The dog park did receive some extra help that day as a group of volunteers scheduled to clean up parts of Floyds Fork went both above and below that mission by digging a trench in the dog park to allow better drainage in one area.
Other volunteers carrying white plastic bags walked the Floyds Fork area picking up trash around the buildings, and along the river.
In addition, about 40 members of the Louisville Chinese Christian Church, 6120 Lovers Lane, were holding a group outreach meeting in a shelter area near the Sprayground and children’s play area.
“This was recommended to us as a great place to meet,” said Wei-An Yu, a fellowship deacon with the church.
He said the church began in Louisville about 30 years ago at the home of a U of L professor as a Sunday school and bible study group, and now has about 120 regular members.
“We like to meet in small groups to unwind, enjoy and socialize,” he said.
Socialize they did, handing out blank name tags to be filled in with newcomer names as their children literally hung out on the nearby playground equipment.

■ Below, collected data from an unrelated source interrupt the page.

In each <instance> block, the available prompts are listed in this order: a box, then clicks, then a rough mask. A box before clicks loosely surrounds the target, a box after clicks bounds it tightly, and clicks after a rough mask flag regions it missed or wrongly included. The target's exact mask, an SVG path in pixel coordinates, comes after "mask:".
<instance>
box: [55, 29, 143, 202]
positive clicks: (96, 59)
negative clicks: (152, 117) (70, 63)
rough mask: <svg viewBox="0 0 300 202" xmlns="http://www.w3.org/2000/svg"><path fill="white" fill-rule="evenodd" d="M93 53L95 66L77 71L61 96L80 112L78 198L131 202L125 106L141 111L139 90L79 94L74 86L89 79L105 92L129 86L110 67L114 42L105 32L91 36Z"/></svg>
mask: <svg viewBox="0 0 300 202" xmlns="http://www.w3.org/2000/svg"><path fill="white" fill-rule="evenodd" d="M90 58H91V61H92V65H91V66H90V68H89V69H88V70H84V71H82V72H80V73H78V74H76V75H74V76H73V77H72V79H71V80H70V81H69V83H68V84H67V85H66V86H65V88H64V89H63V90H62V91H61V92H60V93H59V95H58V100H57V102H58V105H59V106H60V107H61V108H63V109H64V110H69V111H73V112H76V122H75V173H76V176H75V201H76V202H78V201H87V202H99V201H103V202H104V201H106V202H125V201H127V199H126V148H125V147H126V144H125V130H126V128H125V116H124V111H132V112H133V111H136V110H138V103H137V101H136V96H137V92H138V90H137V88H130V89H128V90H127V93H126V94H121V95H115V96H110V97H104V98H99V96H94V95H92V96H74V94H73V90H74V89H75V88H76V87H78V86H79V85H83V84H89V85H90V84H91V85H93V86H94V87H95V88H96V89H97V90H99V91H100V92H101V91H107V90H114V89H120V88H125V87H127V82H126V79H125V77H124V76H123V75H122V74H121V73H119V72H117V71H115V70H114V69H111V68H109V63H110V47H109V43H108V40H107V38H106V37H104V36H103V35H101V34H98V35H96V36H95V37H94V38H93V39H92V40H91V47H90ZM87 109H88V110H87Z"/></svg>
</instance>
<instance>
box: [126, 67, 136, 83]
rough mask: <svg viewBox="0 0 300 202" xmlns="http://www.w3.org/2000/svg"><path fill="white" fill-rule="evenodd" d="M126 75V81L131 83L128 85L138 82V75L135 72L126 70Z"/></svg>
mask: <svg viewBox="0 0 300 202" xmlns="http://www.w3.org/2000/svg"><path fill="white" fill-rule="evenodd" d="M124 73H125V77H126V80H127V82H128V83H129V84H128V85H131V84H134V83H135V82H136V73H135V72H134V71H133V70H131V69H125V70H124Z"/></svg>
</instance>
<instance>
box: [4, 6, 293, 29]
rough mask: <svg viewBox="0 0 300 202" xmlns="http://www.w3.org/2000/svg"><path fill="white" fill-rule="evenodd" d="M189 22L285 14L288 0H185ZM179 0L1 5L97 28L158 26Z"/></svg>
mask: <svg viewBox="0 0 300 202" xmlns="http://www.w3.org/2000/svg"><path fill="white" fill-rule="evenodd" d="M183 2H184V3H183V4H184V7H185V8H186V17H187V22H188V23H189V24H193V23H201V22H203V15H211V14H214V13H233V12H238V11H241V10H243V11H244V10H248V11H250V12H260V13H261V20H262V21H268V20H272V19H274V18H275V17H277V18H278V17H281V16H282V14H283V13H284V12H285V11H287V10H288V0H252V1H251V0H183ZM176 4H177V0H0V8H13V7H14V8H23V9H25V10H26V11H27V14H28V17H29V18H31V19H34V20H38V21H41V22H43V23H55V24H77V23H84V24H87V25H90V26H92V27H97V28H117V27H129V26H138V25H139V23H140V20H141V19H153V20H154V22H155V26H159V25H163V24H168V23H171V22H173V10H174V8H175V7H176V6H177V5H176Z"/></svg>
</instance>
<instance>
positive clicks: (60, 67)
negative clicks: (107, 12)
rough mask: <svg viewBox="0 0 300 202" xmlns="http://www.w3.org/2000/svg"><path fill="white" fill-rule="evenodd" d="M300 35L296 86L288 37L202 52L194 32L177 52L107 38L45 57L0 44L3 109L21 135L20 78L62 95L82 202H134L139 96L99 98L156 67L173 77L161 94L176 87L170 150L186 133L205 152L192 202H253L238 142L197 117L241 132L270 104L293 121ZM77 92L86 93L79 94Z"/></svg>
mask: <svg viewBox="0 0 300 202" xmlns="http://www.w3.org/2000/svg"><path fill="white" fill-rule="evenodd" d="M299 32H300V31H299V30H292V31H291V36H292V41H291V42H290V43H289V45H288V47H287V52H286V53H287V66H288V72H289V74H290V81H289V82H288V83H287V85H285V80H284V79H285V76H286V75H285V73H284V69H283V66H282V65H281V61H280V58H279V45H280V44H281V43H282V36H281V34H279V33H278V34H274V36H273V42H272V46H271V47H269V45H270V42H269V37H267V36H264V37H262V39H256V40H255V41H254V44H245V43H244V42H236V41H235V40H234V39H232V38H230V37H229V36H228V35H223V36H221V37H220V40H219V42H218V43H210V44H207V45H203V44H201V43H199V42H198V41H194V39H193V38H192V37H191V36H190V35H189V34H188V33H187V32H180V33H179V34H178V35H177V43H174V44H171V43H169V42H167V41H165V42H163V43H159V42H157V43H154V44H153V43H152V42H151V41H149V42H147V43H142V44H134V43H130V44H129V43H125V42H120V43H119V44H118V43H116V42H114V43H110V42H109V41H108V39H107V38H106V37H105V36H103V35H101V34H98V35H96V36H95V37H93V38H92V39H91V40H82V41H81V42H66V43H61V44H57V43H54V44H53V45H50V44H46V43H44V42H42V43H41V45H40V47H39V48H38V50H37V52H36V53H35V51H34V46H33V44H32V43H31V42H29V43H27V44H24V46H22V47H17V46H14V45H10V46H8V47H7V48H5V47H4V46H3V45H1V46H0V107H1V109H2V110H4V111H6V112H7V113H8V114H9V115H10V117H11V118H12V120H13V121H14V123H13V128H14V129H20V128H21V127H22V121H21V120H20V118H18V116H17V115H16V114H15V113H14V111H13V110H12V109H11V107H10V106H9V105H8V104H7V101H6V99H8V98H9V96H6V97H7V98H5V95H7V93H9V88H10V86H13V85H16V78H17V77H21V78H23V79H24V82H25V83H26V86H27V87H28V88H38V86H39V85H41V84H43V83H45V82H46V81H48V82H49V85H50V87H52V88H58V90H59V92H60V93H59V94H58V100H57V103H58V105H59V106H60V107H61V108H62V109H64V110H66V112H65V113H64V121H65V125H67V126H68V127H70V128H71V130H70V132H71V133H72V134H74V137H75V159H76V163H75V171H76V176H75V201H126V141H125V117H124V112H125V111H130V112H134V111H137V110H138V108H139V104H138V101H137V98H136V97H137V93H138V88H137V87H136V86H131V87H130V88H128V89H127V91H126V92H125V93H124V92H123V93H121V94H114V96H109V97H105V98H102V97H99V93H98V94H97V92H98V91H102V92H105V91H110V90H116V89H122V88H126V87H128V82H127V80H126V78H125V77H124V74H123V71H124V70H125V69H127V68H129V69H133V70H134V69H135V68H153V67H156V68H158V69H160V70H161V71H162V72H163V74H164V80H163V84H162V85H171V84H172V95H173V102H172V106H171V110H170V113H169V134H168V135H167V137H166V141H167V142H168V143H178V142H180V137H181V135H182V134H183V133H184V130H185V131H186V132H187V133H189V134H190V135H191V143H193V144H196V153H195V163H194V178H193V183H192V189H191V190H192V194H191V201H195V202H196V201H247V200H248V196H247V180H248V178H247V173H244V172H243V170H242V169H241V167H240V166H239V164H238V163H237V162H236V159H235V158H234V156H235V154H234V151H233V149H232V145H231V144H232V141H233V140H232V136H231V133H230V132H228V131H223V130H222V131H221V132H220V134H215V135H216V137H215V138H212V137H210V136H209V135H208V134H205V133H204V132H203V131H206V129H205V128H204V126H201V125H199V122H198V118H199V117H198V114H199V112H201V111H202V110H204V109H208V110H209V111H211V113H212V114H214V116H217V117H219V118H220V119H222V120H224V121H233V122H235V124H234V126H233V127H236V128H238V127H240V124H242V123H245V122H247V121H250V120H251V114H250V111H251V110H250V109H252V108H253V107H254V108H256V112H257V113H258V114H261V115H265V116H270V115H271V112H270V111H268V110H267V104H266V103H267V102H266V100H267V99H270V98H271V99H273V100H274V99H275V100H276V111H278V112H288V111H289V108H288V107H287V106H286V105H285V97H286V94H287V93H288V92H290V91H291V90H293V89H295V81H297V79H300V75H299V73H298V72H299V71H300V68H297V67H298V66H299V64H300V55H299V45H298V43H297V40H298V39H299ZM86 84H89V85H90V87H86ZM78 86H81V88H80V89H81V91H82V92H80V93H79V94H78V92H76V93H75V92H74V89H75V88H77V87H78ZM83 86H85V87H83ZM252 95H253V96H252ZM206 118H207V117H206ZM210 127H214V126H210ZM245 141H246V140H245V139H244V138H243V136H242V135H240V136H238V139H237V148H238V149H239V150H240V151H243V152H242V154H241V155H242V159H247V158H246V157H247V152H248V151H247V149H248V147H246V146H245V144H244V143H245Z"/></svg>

Their lunch was Little Caesars ‘Hot-N-Ready” pizza and a bag of ‘Garden Veggie Straws” with sea salt.
A dozen bikers on roaring motorcycles made a lap around the Egg Lawn not long before the Halloween contest began, the mostly pint-sized participants resembling owls, ghouls and a few dreaded characters in-between. The kids used sliced vegetables to stamp patterns and shapes on round discs and were welcome to participate in “spooky science activities” in a nearby classroom.
Just down the road Nation Family Produce of Old Taylorsville Road was selling a wildly decorative assortment of pumpkins, gourds and squash.
“We’re neighbors of The Parklands,” said Carson Nation, “and we’re thankful to be able to come here and sell.”
Further down The Parklands, past the Humana Grand Allee with its billowy collection of native grasses, massive stony fountain and long run of black gum trees turning radiant red on autumnal cue, Marty Huelsman of Fern Creek was preparing to join his wife, Amy, on a kayak trip down Floyds Fork.
Heulsman said he and his wife are anxiously awaiting the next generation of The Parklands – the more remote stretches of river and trail from about Seatonville to Bardstown Road.
“Living in Fern Creek it’s only about 15 minutes out our back door.”
On this day the Huelsmans were putting a kayak in the water at Creekside and getting out at the Cane Run site. They had arranged the trip by parking a vehicle at each place. He said they do it all the time.
Former Louisville-Courier columnist Bob Hill is a historian for The Parklands of Floyds Fork. He travels Floyds Fork writing of the people, the places and the history of the stream within the 20-mile park system - all of which is to be preserved in the Filson Historical Society. Some of Hill's stories appear in A Landscape and its Legacy, the commemorative book for The Parklands of Floyds Fork project. Hill has also compiled a Floyds Fork “Places & Faces” presentation that adds imagery to the words.